Con todo, la idea del “eclipse de Dios” fue retomada hace un año por el papa Benedicto XVI, en el marco de la Jornada Mundial de la Juventud. En este momento son muchos los que dicen no poder descubrir a Dios. El eclipse de Dios no significa la muerte de Dios, sino la dificultad para percibir su presencia en el mundo y en nuestro propio interior.

“Creo en el sol, aunque sea de noche”. Esa frase ha sido escrita, entre otros “graffiti”, en un muro del Trastevere romano. Quien la escribió repetía, tal vez sin conocerlo, el pensamiento de San Teófilo de Antioquia: “Porque los ciegos no vean no podemos decir que el sol ha dejado de lucir, sino que esto hay que atribuírselo a ellos mismos y a sus propios ojos. También tú tienes nublados los ojos del alma a causa de tus pecados y malas acciones”.

Pero no se puede culpar a nadie sin conocerlo. Seguramente, a las antiguas palabras de aquel Padre de la Iglesia habría que añadir que no toda la culpa es estrictamente personal. A muchos hombres y mujeres se les han nublado los ojos del alma a causa de los pecados de otros, de las indiferencias de muchos.

A eso hay que unir el cansancio de una inmensa multitud de creyentes no practicantes. El cansancio, la rutina y la irresponsabilidad. El psicólogo norteamericano Karl Menninger escribió hace años un libro cuyo título podría traducirse así: “¿Qué ha venido a pasar con el pecado?” Según él, el pecado de hoy es la irresponsabilidad colectiva.
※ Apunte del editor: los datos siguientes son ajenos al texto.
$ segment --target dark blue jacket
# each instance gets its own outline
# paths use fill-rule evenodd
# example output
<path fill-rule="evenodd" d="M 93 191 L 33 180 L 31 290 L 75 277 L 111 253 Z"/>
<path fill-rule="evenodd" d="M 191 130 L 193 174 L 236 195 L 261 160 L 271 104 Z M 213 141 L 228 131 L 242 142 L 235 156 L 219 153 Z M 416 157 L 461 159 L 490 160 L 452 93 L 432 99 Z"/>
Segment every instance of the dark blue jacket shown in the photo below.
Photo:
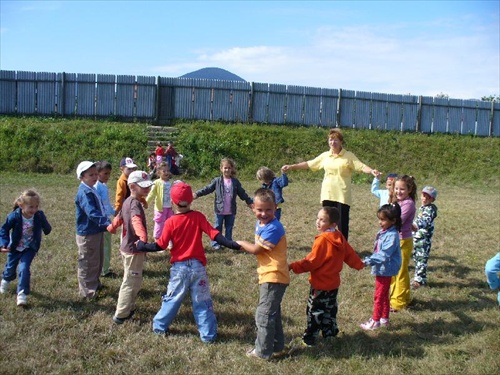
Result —
<path fill-rule="evenodd" d="M 280 177 L 275 177 L 268 184 L 262 184 L 262 187 L 265 189 L 271 189 L 276 196 L 276 204 L 283 203 L 285 199 L 283 198 L 283 188 L 288 186 L 288 176 L 286 173 L 283 173 Z"/>
<path fill-rule="evenodd" d="M 87 236 L 105 232 L 111 221 L 103 211 L 104 206 L 97 191 L 83 182 L 78 187 L 75 198 L 76 234 Z"/>
<path fill-rule="evenodd" d="M 11 233 L 12 231 L 12 233 Z M 42 231 L 46 235 L 52 231 L 43 211 L 35 212 L 33 215 L 33 239 L 30 243 L 32 250 L 38 251 L 42 242 Z M 7 215 L 5 224 L 0 229 L 0 247 L 8 247 L 15 251 L 23 235 L 23 217 L 18 207 Z"/>

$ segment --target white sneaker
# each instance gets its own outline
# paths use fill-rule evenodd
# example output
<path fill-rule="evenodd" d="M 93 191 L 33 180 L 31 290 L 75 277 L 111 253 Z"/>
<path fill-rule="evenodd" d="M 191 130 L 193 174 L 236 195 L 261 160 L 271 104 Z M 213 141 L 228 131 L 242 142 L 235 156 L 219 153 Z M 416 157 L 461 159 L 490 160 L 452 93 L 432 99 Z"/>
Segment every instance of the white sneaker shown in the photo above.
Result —
<path fill-rule="evenodd" d="M 381 327 L 389 327 L 389 319 L 386 318 L 380 318 L 380 326 Z"/>
<path fill-rule="evenodd" d="M 367 322 L 360 324 L 359 326 L 365 331 L 373 331 L 374 329 L 380 328 L 380 322 L 377 322 L 370 318 Z"/>
<path fill-rule="evenodd" d="M 28 296 L 24 294 L 24 290 L 21 290 L 17 294 L 17 306 L 26 306 L 28 304 Z"/>
<path fill-rule="evenodd" d="M 10 281 L 2 279 L 2 282 L 0 282 L 0 293 L 4 294 L 7 293 L 7 289 L 9 288 Z"/>

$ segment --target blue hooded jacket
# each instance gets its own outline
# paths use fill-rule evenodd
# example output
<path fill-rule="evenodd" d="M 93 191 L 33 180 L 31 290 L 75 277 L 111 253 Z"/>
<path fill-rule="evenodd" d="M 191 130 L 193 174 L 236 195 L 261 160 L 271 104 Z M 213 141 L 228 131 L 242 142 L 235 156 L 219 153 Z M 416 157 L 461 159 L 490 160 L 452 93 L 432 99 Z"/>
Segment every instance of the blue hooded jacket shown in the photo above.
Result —
<path fill-rule="evenodd" d="M 401 246 L 399 232 L 393 225 L 387 230 L 380 230 L 374 244 L 374 253 L 363 262 L 372 266 L 372 275 L 395 276 L 401 268 Z"/>

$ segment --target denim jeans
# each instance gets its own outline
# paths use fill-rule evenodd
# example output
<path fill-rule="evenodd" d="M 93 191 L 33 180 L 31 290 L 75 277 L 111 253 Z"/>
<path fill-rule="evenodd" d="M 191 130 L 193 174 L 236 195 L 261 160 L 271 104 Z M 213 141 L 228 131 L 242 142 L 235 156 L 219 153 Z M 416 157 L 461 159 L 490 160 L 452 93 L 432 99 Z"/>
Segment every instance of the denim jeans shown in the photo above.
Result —
<path fill-rule="evenodd" d="M 3 271 L 2 278 L 6 281 L 12 281 L 16 278 L 16 269 L 19 265 L 19 283 L 17 284 L 17 293 L 24 290 L 24 294 L 30 294 L 30 266 L 36 251 L 30 248 L 24 251 L 11 250 L 7 255 L 7 263 Z"/>
<path fill-rule="evenodd" d="M 217 336 L 217 320 L 210 295 L 208 275 L 203 264 L 195 259 L 175 262 L 172 265 L 167 294 L 162 297 L 160 311 L 153 318 L 153 331 L 168 332 L 168 327 L 188 292 L 191 295 L 193 315 L 201 341 L 214 341 Z"/>
<path fill-rule="evenodd" d="M 255 311 L 257 339 L 255 352 L 259 357 L 269 359 L 285 347 L 285 336 L 281 322 L 281 300 L 287 284 L 263 283 L 259 285 L 259 305 Z"/>
<path fill-rule="evenodd" d="M 214 227 L 217 229 L 221 234 L 222 234 L 222 225 L 226 227 L 226 234 L 224 237 L 226 237 L 228 240 L 233 239 L 233 227 L 234 227 L 234 221 L 236 219 L 236 215 L 215 215 L 215 224 Z M 214 245 L 217 245 L 216 241 L 212 241 L 212 247 Z"/>

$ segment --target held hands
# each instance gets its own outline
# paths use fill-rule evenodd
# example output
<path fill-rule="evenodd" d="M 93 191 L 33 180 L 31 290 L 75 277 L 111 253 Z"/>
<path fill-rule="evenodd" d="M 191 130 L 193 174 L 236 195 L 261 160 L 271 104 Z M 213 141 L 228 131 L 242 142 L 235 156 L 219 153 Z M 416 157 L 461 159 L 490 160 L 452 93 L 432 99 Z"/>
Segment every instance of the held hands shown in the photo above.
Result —
<path fill-rule="evenodd" d="M 0 253 L 8 253 L 10 249 L 8 247 L 0 247 Z"/>

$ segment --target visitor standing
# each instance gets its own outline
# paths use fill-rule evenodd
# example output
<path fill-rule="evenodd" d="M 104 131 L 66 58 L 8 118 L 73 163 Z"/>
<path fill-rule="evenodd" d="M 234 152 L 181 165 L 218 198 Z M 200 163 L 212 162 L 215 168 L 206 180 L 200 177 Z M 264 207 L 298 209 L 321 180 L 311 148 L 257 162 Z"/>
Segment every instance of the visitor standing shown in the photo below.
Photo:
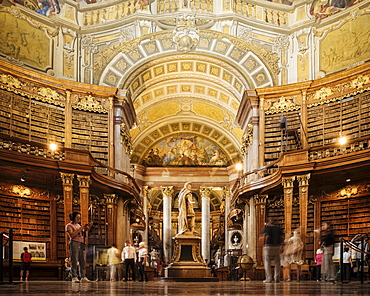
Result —
<path fill-rule="evenodd" d="M 86 277 L 86 245 L 85 245 L 85 231 L 90 230 L 90 225 L 81 226 L 81 214 L 73 212 L 69 215 L 71 222 L 69 222 L 65 231 L 69 236 L 69 254 L 71 258 L 72 283 L 90 282 Z M 79 264 L 79 275 L 78 265 Z M 80 276 L 80 277 L 78 277 Z"/>
<path fill-rule="evenodd" d="M 31 262 L 32 262 L 32 255 L 28 252 L 28 248 L 23 248 L 23 253 L 21 254 L 21 274 L 20 274 L 20 281 L 23 281 L 23 273 L 26 271 L 26 281 L 28 281 L 28 277 L 30 275 L 30 269 L 31 269 Z"/>
<path fill-rule="evenodd" d="M 322 253 L 323 253 L 323 250 L 320 248 L 320 249 L 317 249 L 316 251 L 316 256 L 315 256 L 315 262 L 316 262 L 316 280 L 318 282 L 321 281 L 321 265 L 322 265 Z"/>
<path fill-rule="evenodd" d="M 110 280 L 112 282 L 115 282 L 121 264 L 120 254 L 116 244 L 112 244 L 112 246 L 107 251 L 107 255 L 108 255 L 108 264 L 110 267 Z"/>
<path fill-rule="evenodd" d="M 139 264 L 139 275 L 140 275 L 140 282 L 147 281 L 147 277 L 145 274 L 145 265 L 147 261 L 147 255 L 148 255 L 148 250 L 145 246 L 144 242 L 139 243 L 139 248 L 138 250 L 138 264 Z"/>
<path fill-rule="evenodd" d="M 265 267 L 266 279 L 264 283 L 272 283 L 272 271 L 270 261 L 274 260 L 275 272 L 274 280 L 276 283 L 280 282 L 281 265 L 280 265 L 280 252 L 283 232 L 281 228 L 274 225 L 273 219 L 269 218 L 265 227 L 262 230 L 261 238 L 263 241 L 263 265 Z"/>
<path fill-rule="evenodd" d="M 136 274 L 135 274 L 135 261 L 136 261 L 136 250 L 133 246 L 131 246 L 130 241 L 126 241 L 125 247 L 122 250 L 122 262 L 125 264 L 124 269 L 124 277 L 125 281 L 127 282 L 129 280 L 129 274 L 131 269 L 132 273 L 132 280 L 136 280 Z"/>
<path fill-rule="evenodd" d="M 335 281 L 335 271 L 333 263 L 334 255 L 334 230 L 330 222 L 325 221 L 321 224 L 320 245 L 324 250 L 322 258 L 322 273 L 325 274 L 325 281 L 330 281 L 333 284 Z"/>

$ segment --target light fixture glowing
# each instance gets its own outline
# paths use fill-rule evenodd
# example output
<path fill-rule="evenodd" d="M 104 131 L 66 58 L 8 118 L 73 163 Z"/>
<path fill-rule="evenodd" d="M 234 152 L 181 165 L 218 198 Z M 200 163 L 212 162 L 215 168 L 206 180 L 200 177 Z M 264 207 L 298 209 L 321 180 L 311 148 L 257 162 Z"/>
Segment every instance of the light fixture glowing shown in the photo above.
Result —
<path fill-rule="evenodd" d="M 347 178 L 346 179 L 346 182 L 351 182 L 351 178 Z"/>
<path fill-rule="evenodd" d="M 22 175 L 22 176 L 21 176 L 21 181 L 22 181 L 22 182 L 25 182 L 25 181 L 26 181 L 26 177 L 25 177 L 25 175 Z"/>
<path fill-rule="evenodd" d="M 239 162 L 236 164 L 235 168 L 237 171 L 241 171 L 243 169 L 243 164 Z"/>
<path fill-rule="evenodd" d="M 57 144 L 50 143 L 49 148 L 50 148 L 50 150 L 55 151 L 55 150 L 57 150 Z"/>
<path fill-rule="evenodd" d="M 339 137 L 339 144 L 340 145 L 344 145 L 344 144 L 346 144 L 347 143 L 347 137 L 345 137 L 345 136 L 340 136 Z"/>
En otros tiempos, cuando una persona hacia el mal, toda su familia –o su tribu- se sentía responsable. En el momento actual, el mal se produce a todas horas y en todas partes. Eso es innegable. Pero nadie se siente responsable. No es extraño que la irresponsabilidad colectiva produzca necesariamente la fatalidad y la agresividad.

La fatalidad nos lleva a pensar que Dios es el causante de esos males que nosotros propiciamos. Y la agresividad nos hace imaginar que la única salvación viene de la fuerza. Ante la razón –o sinrazón- del más fuerte, son muchos los que se sienten abandonados por un Dios, obligado a jugar el papel de malo. El eclipse de Dios responde a la blasfemia global.

Los católicos hemos sido convocados a una nueva evangelización. Hemos de anunciar el misterio de Dios y la misión de Jesucristo. Eso es cierto. Pero la evangelización presupone la reflexión sobre el ser humano, su vocación y su destino.

El eclipse de Dios no puede hundirnos en el fatalismo. Ha de estimular una reflexión sobre nuestra responsabilidad en el mal. Y ha de ayudarnos a recuperar la conciencia de nuestra tarea con vistas al bien y a la humanización de esta sociedad.